Quantum dots are uniquely highly scattering nanoparticles that can be used for image enhancement. These light-emitting semiconductor nanocrystals can absorb light of one wavelength and convert it efficiently to light of other very specific wavelengths, according to Seth Coe-Sullivan of QD Vision. In TVs, the technology is expected to improve color rendition and result in brighter colors. According to theverge.com, “The allure of quantum dots is that they can be added as a layer on top of an LCD TV’s LED backlight to fine tune the light that makes it through. That can dramatically improve the color gamut, and do it at about a third of the cost of producing OLED displays.”
The color and brightness of quantum dots are related to their size and chemical composition. The diagram below from Nanosys, which produces quantum dots, shows how color relates to size.
In our application note about measuring quantum dots using the Zetasizer Nano, we explain how Dynamic Light Scattering (DLS) can be used to provide measure the particle size of quantum dots. DLS experiments use lasers that have a single wavelength output, and this wavelength can inadvertently excite fluorescence in the particles, leading to emission of a photon at a random, later time. This fluorescence, if detected, will reduce the quality of the data. By using narrow band optical filters, the fluorescence signal can be removed and the analysis of the size of quantum dots becomes possible.
The Zetasizer Nano can also measure zeta potential of quantum dots by Electrophoretic Light Scattering (ELS), which can give an insight into the stability of a dispersion or formulation that contains this type of nanoparticle. For more detailed information of the technical aspects of a zeta potential measurement, please refer to our “Introduction to Zeta Potential in 30 minutes” technical note on the Malvern website.
The quantum dots application note described above shows data collected on a Zetasizer Nano instrument, and compares results of size and zeta potential measurements made with and without a narrow band filter fitted. As you will be able to see, the measurement of zeta potential is hardly influenced by the presence of fluorescence in these samples.

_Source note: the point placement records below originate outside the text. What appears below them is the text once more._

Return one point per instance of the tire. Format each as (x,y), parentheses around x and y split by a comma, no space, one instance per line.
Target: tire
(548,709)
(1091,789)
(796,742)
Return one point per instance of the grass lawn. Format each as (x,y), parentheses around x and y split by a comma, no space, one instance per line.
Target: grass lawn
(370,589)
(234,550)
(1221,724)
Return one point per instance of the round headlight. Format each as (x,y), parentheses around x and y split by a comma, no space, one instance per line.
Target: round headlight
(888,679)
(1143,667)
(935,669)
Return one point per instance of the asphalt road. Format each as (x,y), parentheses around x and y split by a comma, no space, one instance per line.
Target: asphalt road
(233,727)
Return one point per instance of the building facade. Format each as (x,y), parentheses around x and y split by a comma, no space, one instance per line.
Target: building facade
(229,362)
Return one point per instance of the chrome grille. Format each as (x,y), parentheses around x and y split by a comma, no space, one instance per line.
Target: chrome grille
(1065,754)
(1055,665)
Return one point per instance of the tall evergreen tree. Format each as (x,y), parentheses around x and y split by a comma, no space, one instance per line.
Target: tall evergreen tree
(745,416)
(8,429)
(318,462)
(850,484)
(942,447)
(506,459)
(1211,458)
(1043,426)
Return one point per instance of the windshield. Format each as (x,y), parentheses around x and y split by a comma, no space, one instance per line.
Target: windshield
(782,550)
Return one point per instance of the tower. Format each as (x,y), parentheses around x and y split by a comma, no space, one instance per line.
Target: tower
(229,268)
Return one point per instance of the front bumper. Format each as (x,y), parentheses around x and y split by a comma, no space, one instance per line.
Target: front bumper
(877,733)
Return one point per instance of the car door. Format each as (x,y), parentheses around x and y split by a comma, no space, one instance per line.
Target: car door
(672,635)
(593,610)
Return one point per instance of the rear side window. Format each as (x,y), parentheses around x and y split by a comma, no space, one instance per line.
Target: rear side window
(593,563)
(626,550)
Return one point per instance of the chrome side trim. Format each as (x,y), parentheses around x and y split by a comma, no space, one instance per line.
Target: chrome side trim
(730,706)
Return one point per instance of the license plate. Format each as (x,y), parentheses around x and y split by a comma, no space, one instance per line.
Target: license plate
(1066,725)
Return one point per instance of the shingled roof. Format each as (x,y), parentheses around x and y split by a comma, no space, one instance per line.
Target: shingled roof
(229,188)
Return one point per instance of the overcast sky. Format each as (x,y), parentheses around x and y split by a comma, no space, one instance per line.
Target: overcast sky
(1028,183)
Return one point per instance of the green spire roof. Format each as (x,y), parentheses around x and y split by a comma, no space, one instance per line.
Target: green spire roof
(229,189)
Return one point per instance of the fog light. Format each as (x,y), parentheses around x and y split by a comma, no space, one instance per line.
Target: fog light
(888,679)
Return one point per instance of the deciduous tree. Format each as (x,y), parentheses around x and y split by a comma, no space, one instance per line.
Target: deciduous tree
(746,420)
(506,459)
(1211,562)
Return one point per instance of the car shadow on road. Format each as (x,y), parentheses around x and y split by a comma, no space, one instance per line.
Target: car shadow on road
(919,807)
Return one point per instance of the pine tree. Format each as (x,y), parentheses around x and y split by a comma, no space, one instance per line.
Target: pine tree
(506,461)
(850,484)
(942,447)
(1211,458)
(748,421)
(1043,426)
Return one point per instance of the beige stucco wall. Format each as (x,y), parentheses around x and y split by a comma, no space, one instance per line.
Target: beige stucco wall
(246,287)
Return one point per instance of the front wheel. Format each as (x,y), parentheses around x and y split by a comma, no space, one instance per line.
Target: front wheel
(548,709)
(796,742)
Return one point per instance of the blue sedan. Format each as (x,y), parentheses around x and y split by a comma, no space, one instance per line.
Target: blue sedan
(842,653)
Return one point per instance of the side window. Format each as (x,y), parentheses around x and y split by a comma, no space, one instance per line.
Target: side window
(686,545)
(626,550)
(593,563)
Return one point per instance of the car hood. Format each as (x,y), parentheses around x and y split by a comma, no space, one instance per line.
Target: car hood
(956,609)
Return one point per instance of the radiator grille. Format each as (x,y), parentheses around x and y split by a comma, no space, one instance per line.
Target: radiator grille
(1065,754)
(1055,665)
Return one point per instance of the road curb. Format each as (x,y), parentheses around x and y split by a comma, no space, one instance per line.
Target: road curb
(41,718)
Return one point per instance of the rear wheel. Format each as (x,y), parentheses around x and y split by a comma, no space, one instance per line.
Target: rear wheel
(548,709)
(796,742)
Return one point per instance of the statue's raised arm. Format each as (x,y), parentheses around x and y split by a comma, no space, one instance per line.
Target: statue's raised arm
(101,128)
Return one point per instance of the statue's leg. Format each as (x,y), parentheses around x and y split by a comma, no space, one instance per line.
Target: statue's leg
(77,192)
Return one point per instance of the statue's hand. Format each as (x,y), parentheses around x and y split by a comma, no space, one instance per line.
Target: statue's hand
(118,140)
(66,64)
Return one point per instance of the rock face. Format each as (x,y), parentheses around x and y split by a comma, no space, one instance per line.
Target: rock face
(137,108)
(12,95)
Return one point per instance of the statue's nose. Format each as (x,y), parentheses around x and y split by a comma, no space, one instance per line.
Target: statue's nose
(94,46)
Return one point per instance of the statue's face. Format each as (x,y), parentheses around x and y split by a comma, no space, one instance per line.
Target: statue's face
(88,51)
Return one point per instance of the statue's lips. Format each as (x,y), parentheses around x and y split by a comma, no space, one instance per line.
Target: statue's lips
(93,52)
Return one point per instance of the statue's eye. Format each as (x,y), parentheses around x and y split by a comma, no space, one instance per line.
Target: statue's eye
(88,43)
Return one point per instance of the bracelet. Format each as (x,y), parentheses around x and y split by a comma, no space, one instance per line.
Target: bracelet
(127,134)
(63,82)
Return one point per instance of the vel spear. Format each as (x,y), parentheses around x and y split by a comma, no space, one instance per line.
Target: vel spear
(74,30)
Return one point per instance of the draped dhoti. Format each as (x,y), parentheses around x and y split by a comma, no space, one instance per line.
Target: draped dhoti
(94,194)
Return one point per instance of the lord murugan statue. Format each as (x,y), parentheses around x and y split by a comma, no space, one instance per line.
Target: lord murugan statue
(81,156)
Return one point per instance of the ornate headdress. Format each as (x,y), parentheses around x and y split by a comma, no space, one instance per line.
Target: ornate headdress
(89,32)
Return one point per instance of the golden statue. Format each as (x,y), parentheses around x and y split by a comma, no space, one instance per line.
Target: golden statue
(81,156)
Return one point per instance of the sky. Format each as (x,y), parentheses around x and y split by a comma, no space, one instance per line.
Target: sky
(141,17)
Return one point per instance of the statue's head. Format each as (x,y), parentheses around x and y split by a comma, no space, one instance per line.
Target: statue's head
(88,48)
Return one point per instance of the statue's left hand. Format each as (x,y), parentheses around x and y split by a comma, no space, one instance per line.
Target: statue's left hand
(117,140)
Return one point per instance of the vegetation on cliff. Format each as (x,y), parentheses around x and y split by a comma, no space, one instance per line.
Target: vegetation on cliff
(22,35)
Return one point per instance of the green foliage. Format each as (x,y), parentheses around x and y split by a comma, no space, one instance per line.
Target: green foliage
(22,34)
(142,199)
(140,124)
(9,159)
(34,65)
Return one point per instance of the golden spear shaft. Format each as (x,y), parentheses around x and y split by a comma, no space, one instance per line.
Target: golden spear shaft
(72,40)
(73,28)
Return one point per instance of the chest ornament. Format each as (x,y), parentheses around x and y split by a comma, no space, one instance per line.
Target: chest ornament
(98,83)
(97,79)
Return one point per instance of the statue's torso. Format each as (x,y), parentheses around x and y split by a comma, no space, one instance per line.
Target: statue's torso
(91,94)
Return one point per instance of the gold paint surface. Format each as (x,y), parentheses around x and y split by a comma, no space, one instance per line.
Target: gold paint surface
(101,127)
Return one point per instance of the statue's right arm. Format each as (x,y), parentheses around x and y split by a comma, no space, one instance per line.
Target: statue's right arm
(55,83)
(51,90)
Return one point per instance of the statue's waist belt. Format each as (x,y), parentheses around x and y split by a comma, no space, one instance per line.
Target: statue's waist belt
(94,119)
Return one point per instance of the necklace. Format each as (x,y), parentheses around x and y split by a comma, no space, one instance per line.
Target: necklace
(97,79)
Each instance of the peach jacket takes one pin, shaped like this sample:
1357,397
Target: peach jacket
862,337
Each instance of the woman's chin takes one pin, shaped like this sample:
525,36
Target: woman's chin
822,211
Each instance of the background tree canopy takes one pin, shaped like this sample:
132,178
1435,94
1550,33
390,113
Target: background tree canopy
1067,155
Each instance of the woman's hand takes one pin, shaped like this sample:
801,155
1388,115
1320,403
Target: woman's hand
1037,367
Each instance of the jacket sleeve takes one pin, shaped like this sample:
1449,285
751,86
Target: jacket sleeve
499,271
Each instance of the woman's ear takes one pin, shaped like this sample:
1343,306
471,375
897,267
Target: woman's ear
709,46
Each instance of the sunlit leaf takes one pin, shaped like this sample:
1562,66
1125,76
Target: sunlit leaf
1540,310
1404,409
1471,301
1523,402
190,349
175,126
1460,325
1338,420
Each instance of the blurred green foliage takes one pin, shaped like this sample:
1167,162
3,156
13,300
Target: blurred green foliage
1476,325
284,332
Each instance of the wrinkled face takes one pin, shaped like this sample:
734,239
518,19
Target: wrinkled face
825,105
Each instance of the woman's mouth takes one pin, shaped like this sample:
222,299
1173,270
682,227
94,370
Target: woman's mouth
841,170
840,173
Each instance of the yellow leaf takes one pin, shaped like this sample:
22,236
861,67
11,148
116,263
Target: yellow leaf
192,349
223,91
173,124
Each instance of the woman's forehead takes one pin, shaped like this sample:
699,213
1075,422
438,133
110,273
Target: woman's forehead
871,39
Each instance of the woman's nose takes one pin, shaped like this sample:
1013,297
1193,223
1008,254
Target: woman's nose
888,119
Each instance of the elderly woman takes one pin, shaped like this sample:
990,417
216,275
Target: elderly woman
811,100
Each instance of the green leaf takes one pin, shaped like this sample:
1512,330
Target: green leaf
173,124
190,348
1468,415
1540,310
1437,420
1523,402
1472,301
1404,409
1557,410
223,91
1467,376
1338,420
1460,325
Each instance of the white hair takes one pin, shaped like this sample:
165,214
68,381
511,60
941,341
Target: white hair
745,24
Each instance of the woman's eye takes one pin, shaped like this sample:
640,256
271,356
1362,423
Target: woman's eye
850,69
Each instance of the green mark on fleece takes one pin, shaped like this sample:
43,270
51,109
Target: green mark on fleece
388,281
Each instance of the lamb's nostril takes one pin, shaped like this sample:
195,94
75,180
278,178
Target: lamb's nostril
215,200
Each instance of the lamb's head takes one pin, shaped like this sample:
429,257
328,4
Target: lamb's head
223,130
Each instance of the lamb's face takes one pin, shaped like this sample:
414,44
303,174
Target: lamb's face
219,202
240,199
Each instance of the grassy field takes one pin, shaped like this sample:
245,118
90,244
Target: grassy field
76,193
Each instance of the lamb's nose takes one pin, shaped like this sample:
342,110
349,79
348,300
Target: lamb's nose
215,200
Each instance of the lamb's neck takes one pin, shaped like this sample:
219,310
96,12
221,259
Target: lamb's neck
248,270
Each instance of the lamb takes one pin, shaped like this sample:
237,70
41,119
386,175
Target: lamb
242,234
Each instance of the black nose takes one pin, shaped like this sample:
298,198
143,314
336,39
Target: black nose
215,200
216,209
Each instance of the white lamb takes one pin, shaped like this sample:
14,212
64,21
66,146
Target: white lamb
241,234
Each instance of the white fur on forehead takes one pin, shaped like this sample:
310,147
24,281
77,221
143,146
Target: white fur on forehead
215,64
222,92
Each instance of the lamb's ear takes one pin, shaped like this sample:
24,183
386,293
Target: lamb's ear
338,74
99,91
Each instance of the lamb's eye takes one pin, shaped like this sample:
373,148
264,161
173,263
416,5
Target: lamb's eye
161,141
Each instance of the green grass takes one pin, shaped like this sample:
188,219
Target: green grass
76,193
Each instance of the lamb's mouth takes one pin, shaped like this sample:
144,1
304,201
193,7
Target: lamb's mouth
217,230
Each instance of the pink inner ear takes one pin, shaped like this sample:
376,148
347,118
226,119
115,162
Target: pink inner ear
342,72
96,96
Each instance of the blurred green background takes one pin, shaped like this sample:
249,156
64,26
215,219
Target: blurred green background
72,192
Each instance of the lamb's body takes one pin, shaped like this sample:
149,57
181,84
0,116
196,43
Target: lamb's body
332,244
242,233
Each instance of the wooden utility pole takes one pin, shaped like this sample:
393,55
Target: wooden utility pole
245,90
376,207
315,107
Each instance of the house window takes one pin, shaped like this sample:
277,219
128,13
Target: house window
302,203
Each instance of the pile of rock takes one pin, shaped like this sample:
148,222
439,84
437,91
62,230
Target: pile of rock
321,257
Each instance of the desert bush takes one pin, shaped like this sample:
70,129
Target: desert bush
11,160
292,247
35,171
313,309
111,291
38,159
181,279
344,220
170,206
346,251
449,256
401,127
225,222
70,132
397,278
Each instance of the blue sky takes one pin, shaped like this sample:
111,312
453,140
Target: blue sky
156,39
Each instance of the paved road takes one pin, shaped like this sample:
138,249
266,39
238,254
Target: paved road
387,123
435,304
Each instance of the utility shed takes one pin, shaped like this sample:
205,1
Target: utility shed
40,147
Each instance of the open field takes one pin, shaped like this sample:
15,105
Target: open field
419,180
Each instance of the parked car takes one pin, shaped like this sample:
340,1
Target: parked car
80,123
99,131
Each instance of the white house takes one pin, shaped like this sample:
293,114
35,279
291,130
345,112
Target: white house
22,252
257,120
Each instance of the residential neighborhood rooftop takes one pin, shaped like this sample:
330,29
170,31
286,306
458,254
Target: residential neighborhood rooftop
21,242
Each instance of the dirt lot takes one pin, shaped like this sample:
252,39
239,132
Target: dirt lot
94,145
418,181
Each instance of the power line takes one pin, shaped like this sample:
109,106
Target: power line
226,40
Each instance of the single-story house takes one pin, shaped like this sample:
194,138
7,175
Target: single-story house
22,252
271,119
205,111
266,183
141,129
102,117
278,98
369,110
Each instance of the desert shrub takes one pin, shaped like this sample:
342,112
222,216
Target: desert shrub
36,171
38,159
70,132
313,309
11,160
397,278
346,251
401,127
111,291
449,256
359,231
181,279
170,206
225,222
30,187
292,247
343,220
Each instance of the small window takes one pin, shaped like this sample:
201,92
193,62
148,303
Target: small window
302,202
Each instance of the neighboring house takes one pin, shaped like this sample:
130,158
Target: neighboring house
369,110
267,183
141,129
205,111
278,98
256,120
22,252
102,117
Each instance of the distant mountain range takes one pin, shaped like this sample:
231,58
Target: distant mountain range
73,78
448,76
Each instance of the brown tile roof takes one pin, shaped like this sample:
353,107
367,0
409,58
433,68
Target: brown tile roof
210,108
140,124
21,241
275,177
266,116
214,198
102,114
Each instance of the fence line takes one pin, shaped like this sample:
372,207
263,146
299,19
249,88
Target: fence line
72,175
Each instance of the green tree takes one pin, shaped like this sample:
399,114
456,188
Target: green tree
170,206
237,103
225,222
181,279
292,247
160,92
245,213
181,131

An alternative measurement solution, Nanoparticle Tracking Analysis (NTA), can be used to determine if quantum dots in solution have become aggregated which could impact performance. In addition, it is also possible to use quantum dots in biological research. The quantum dot can be attached to a biological probe molecule such as, DNA or RNA, a protein or antibody which in turn can bind to specific nanoscale target within a biological sample. By using a NanoSight instrument in fluorescence mode, the quantum dot-labeled particles can be identified and measured for size and concentration and compared to the biological sample as a whole. By using a 405nm (violet) or 488nm (blue) laser in the instrument and a filter to only allow longer wavelengths of light to pass through (shifted towards the red end of the spectrum) the quantum dot bound particles are measured. Used in this way quantum dots are an indispensable tool in many areas of research from tracking process changes to having the potential to be a clinical diagnostic tool. This application note talks about how quantum dots can be used as an alternative to conventional fluorescent labels by those working in bio science.
With quantum dot technology expected to be cheaper than OLED, it might not be long before it’s brightening the TV screens of the average Joe.